The government is starting to implement policies to reduce the fiscal burden and improve the lot of the elderly. Last year it relaxed the one-child policy. In May it said it would increase the retirement age from 55 to 60 for men and 60 to 62 for women, and reform the pension scheme to provide wider coverage. Next year it plans to begin revamping the health-insurance and social-assistance systems.

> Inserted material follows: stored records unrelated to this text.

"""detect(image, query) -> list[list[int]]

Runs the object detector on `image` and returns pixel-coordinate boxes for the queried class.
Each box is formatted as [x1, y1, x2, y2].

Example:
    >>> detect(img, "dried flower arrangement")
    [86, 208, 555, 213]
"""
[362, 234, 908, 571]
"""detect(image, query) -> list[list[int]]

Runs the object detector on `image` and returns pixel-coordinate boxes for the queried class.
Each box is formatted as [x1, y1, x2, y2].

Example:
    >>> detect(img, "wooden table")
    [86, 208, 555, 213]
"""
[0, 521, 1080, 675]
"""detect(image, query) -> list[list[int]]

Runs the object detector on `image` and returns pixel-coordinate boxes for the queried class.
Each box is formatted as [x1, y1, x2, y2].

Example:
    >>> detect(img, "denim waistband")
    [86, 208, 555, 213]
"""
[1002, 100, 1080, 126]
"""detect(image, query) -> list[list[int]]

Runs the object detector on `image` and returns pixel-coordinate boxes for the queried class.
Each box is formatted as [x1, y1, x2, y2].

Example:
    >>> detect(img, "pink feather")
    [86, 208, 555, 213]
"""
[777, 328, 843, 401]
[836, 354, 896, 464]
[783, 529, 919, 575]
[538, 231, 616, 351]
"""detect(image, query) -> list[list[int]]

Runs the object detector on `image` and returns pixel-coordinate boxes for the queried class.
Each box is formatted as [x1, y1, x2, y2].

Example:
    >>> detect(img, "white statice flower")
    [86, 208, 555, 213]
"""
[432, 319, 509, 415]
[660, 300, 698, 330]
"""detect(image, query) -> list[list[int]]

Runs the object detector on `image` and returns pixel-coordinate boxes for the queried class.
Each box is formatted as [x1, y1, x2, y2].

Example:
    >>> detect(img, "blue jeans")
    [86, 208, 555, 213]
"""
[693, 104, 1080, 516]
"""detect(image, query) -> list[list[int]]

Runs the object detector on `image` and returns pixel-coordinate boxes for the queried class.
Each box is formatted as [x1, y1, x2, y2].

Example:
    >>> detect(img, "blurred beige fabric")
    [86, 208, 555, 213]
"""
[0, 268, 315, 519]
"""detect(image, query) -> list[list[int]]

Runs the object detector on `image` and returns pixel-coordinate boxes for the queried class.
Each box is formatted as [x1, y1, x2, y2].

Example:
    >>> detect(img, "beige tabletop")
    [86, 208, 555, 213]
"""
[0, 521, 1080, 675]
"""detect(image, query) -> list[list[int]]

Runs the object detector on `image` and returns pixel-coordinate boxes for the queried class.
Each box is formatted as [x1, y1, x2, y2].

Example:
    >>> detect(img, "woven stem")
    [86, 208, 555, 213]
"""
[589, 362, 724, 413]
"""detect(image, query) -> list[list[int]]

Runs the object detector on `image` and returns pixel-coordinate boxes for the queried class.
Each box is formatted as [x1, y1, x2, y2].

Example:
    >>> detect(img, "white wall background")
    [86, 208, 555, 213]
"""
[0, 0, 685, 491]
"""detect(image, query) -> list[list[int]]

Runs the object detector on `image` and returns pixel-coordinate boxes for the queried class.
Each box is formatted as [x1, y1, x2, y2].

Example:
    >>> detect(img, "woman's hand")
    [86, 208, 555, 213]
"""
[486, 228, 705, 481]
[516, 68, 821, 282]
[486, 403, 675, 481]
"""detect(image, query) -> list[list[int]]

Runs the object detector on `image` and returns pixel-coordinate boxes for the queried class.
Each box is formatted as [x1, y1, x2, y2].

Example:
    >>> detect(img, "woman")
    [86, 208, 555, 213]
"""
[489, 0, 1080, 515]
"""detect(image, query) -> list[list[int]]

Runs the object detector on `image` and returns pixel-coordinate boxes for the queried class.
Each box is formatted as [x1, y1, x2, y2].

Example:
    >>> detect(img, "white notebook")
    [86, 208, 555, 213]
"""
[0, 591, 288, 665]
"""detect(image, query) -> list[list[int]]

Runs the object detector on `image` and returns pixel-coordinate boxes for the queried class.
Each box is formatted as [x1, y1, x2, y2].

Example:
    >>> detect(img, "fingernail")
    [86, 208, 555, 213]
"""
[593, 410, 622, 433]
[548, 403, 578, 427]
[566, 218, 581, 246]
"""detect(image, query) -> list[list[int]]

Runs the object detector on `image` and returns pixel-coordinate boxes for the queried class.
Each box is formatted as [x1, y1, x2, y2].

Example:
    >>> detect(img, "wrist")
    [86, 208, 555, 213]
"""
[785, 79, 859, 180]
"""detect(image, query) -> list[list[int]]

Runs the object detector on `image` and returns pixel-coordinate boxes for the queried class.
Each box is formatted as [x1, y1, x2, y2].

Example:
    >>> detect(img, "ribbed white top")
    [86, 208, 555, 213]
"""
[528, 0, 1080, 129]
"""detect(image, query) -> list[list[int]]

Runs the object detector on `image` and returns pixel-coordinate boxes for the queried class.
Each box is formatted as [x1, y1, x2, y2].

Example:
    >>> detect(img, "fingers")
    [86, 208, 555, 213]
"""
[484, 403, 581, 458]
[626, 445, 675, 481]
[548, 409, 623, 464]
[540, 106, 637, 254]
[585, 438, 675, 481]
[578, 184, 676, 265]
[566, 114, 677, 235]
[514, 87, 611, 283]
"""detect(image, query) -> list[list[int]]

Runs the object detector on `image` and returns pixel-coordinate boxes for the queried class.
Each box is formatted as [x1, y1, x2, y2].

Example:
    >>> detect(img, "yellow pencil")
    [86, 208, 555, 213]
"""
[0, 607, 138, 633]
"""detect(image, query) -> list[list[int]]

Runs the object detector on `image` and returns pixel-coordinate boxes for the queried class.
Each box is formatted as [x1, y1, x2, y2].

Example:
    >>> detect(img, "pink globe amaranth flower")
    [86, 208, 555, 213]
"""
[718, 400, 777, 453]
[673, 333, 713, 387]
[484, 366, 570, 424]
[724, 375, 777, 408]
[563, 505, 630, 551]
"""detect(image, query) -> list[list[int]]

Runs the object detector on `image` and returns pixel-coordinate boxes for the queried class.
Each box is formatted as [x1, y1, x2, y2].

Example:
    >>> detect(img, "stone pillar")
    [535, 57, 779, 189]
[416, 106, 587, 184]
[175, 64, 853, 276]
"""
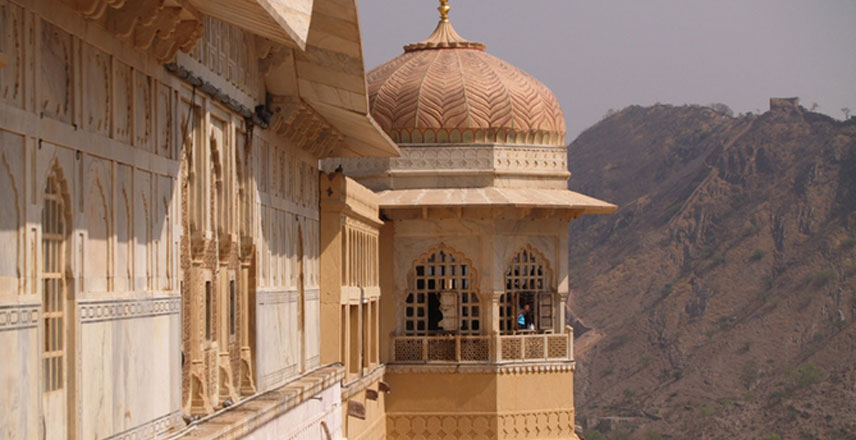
[238, 260, 256, 396]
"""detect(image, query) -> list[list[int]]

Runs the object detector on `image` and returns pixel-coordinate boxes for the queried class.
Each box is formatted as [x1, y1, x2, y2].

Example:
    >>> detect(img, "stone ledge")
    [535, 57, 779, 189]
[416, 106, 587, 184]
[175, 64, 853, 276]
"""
[168, 364, 345, 440]
[386, 361, 576, 374]
[342, 364, 386, 402]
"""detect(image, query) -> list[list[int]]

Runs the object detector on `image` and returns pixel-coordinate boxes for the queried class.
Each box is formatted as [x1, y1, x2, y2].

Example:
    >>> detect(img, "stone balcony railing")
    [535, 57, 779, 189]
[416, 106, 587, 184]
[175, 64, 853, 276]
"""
[391, 329, 574, 363]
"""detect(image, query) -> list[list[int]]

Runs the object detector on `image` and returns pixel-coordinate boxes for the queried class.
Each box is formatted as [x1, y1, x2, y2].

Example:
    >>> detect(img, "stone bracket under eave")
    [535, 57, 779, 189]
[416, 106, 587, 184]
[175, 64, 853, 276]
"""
[186, 0, 314, 50]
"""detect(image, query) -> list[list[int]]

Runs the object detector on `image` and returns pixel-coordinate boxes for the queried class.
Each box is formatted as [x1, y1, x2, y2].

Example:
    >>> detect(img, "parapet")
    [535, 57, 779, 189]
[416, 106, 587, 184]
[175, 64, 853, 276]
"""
[770, 97, 800, 110]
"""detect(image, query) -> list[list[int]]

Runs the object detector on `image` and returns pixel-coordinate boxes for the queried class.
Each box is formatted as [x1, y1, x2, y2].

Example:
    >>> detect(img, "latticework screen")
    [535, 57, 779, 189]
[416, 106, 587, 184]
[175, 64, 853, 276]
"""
[404, 249, 481, 336]
[42, 176, 66, 392]
[499, 247, 553, 334]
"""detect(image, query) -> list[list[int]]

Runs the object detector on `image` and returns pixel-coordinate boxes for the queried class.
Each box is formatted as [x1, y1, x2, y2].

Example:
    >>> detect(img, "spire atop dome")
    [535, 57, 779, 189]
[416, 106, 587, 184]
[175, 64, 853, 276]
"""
[437, 0, 452, 21]
[404, 0, 485, 52]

But none of that will change the structure of the economy. Usually as countries climb the income ladder they shift from farming to more productive sectors, like services. By this yardstick, Vietnam is lagging behind its neighbours. When the working-age population peaked in 2013, agriculture accounted for 18% of the economy. At the same juncture in China, agriculture was just 10% of GDP. Worse, farmers’ output tends to decline with age, unlike, say, that of managers. This over-reliance on agriculture partly explains why three-quarters of Vietnam’s workers are in jobs where they become less productive as they get older. In Malaysia that is the case for only about half the labour force.

Boosting productivity will be tricky. The government is still wedded to statism. State-owned enterprises dominate many industries. Most university students, meanwhile, waste at least a year learning Marxist and Leninist theory. Many countries in Asia are ageing fast. But growing old before it becomes rich makes Vietnam’s problems all the greater.